Over the next 10 years it’s expected the city of Prince George will need new housing for 10,000 residents.
That’s great news for local companies in the housing industry whose businesses would be in good position to benefit financially if that forecast prediction comes true.
But there’s at least one roadblock in that pathway to prosperity that Doug Rooke is well aware of. During that 10-year period it’s anticipated that 41 per cent of the construction workforce will reach the age of retirement. Not enough young workers are entering the industry to replace them and that’s a problem.
“That’s one of the reasons that we’re talking about automation and off-site manufacturing is because it’s just going to become next to impossible to grow with the model we employ today with construction,” said Rooke, general manager of Winton Global Homes & Cottages, who spoke about future trends in house construction Friday at the BC Council of Forest Industries convention in Prince George.
“So how do we do it differently? Certainly upskilling jobs to control automated pieces of equipment will be the jobs of the future for construction.”
Building single-family homes is labour-intensive and the price of those homes is becoming more unaffordable with the escalating costs of materials and labour outstripping disposable income.

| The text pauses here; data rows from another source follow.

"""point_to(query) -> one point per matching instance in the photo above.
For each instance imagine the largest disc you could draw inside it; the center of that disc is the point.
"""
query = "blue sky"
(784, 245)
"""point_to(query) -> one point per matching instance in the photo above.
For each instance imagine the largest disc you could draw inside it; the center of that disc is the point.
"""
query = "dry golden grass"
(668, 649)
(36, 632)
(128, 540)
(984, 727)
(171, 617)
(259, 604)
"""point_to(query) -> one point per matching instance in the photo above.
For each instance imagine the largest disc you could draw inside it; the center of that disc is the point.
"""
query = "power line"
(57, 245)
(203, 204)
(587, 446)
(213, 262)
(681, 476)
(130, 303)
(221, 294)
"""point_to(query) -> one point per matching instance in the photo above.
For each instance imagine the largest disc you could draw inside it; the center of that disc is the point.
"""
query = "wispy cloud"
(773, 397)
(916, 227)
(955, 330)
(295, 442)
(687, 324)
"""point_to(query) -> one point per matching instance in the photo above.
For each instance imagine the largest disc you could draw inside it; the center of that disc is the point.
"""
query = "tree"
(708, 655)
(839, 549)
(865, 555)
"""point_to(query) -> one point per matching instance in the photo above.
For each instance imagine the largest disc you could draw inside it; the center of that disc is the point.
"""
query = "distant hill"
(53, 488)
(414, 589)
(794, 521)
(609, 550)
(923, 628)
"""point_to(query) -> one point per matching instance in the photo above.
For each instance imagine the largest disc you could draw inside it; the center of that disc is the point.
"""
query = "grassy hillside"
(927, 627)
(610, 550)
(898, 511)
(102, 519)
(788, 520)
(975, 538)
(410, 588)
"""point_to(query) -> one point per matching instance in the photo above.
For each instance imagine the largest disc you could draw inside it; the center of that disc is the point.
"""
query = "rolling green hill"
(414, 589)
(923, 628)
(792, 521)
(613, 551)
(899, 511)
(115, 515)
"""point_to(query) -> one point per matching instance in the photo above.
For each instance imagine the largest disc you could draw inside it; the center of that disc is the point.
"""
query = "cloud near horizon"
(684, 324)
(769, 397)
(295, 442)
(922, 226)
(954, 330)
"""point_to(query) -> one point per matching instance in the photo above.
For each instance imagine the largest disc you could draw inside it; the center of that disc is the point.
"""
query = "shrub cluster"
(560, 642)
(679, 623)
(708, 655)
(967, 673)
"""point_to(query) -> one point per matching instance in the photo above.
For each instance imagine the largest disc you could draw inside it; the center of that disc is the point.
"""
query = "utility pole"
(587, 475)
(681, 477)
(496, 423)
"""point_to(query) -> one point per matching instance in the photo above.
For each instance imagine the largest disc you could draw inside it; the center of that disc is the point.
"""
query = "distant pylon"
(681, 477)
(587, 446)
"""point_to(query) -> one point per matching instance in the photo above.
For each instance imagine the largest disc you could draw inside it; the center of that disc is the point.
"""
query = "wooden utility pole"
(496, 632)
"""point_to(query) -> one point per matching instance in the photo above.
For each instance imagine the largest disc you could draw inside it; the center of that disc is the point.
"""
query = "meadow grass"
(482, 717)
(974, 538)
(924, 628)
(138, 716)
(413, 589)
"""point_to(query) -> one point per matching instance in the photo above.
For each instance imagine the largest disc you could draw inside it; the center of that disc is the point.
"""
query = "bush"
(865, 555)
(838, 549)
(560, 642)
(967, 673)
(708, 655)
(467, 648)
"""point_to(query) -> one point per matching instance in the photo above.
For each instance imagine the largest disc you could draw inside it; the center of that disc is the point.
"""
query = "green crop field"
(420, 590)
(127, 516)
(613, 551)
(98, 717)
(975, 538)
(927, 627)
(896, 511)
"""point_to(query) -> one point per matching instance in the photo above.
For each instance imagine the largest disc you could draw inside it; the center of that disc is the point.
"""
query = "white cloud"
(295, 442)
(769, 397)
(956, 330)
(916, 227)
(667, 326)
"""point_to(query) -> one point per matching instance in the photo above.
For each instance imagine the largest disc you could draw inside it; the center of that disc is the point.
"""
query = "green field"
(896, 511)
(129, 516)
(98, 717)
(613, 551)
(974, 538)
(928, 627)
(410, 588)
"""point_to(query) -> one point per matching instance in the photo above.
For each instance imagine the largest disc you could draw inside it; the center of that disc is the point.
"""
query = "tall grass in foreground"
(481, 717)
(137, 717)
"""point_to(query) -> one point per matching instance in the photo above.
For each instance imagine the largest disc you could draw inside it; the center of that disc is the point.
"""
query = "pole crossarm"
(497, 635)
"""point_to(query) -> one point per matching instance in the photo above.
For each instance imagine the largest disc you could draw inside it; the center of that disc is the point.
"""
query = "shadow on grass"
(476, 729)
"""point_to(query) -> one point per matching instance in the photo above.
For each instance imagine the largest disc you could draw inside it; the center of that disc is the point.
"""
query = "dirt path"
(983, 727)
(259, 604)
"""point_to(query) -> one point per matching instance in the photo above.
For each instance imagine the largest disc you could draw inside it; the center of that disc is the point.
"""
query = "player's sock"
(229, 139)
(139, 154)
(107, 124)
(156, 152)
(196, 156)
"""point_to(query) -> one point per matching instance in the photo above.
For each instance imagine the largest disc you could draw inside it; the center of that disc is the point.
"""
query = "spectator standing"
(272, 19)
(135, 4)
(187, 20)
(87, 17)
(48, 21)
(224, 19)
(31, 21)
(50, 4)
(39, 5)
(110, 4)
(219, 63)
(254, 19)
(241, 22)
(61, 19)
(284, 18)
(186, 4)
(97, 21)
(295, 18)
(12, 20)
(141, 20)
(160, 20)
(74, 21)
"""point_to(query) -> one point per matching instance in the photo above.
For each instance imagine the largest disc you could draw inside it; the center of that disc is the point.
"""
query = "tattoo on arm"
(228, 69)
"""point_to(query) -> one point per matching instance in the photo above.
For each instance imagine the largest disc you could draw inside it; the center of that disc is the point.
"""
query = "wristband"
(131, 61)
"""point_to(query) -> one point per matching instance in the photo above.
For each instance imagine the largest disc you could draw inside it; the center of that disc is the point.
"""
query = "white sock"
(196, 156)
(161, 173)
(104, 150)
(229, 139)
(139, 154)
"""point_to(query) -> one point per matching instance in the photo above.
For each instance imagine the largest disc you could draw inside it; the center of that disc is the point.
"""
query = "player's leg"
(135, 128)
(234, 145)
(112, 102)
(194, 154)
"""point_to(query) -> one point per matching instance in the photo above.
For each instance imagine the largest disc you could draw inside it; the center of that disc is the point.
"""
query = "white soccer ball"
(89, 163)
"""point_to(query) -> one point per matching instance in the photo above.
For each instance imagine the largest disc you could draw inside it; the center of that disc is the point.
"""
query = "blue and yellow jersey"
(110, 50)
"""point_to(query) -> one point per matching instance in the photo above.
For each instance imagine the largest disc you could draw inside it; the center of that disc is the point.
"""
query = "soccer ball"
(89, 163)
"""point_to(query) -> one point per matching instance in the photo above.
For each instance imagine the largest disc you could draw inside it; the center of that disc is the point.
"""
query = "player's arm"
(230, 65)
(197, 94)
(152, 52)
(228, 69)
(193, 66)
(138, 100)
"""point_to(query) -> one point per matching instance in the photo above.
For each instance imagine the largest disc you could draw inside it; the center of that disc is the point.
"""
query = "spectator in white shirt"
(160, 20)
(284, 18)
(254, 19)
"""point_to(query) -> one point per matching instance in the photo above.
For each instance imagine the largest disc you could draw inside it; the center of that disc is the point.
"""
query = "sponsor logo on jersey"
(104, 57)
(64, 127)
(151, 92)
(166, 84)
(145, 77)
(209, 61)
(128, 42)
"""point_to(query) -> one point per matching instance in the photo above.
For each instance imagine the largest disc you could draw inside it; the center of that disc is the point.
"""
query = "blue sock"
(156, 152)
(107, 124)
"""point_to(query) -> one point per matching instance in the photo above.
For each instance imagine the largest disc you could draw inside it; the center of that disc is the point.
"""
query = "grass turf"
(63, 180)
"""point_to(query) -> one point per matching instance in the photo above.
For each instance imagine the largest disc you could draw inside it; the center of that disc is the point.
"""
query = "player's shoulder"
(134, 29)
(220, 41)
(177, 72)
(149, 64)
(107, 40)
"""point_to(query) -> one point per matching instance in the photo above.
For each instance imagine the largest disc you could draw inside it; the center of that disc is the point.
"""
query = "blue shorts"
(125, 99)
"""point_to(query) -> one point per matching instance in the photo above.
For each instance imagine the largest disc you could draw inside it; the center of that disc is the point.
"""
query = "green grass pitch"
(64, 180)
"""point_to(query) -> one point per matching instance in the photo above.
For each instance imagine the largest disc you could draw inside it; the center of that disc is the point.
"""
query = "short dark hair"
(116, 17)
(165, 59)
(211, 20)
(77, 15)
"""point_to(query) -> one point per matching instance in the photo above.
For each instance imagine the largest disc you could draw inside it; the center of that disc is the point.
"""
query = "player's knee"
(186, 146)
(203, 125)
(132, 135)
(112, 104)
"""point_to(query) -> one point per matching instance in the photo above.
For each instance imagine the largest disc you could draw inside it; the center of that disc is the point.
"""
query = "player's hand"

Rooke says that will drive demand for more multi-family dwellings and the way to keep costs down is to automate and use robotic equipment to build prefabricated walls, beams, floors and rooves in a factory setting.
“That technology piece is the pathway to higher productivity and better specification and more repeatability in terms of design and learning,” said Rooke. “It forces quality upstream in the supply chain and you have to solve a lot of the problems up front in order for the equipment to work well, instead of finding out at site, which is costly and causes a lot of delays.
“If you deal with quality issues with digital planning in advance, you can eliminate a lot of the errors that are a drag on productivity.”
With manufacturing equipment driven by digital designs, waste is reduced and it takes less time and labour to build. Planning with digital technology and virtual models works out architectural problems well in advance of applying for permits and Rooke says that can speed up construction timelines.
Owned by the Sinclar Group, Winton Global currently builds about 200 single-family dwellings annually and also built the six-story student residence on Patricia Boulevard, which utilizes mostly wood construction.